Not only black vs. white
The bias doesn't only exist between black and white but also between different skin tones. The researchers found that black participants perceived dark-skinned black men as larger and more muscular than light-skinned black men.
However, unlike white participants, black participants did not feel threatened by black men.
"Our eyes and our brains actually distort and exaggerate pieces of information, and we never really think about that," said Nicholas Rule, associate professor of psychology at the University of Toronto and Canada research chair in social perception and cognition, who was a co-author of the study.
Our eyes deceive our brain quite often.
A 1950s study found that poor children saw coins as being larger than they were because they perceived them as holding more value (a variation of this experiment conducted in 2007 supported the findings).
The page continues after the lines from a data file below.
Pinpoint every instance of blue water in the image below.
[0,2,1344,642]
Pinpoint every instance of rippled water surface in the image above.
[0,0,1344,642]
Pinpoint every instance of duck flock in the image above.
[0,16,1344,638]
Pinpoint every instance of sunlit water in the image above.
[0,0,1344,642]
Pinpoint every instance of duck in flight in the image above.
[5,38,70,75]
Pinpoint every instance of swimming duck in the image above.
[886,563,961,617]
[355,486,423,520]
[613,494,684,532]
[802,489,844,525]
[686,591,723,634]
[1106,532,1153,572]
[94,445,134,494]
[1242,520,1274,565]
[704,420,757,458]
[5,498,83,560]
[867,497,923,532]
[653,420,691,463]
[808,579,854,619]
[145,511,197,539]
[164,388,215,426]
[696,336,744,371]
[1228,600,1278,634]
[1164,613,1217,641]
Other studies have shown that if we're extremely thirsty, we'll think a glass of water is closer than it is. This, Rule said, can be beneficial, say in the case of being stranded: we'll keep going if we think relief is near.
We also see threats like snakes as being larger than they are, which, from an evolutionary standpoint, can also be beneficial.
But this perception of black men is a social issue rather than one of survival, and that's why it needs to be eliminated, Rule said.
The researchers would like to take these theoretical analyses and examine real-world applications, with police in the field, to see if perception bias influences decisions made on the fly.
George Dei, who teaches social justice education at the Ontario Institute for Studies in Education said that preconceived notions about black men and women — such as being perceived as a threat or as less intelligent, or even not being seen as human beings — are deeply rooted in racism that has occurred over hundreds of years. But he has hope that, through education, racism and bias can be eliminated.
"It's one thing to talk about them, it's another to address them," he said. "We need to move into action … and we need to have education that is transformative."
Studies like this can help, but it's important to also address social issues surrounding bias and racism, Dei said. And it's important that we are accountable for our actions.
"I don't think we can subject the discussion into a scientific analysis; we need to see it as a social construction," he said. "It is real and it's consequential."
Rule said that awareness is the first step in combating bias. If officers know they have a tendency to be biased, they can wait for more information in a situation before reacting.
While eliminating bias is the end goal, until that is achieved, the knowledge that the size of black men can be exaggerated in the minds of people might also help black men, Rule said.
"For black people, it's good for them to know these biases are happening, as well," he said. "If they're in a situation where any reasonable person would think that they should not be a threat to a police officer, they might say, 'Hold on a second, I know that people are going to misperceive my size, and so let me be extra careful right now.'
"It won't eliminate every case," he said. "And training will help in all of this. But certainly this is a first step into understanding this."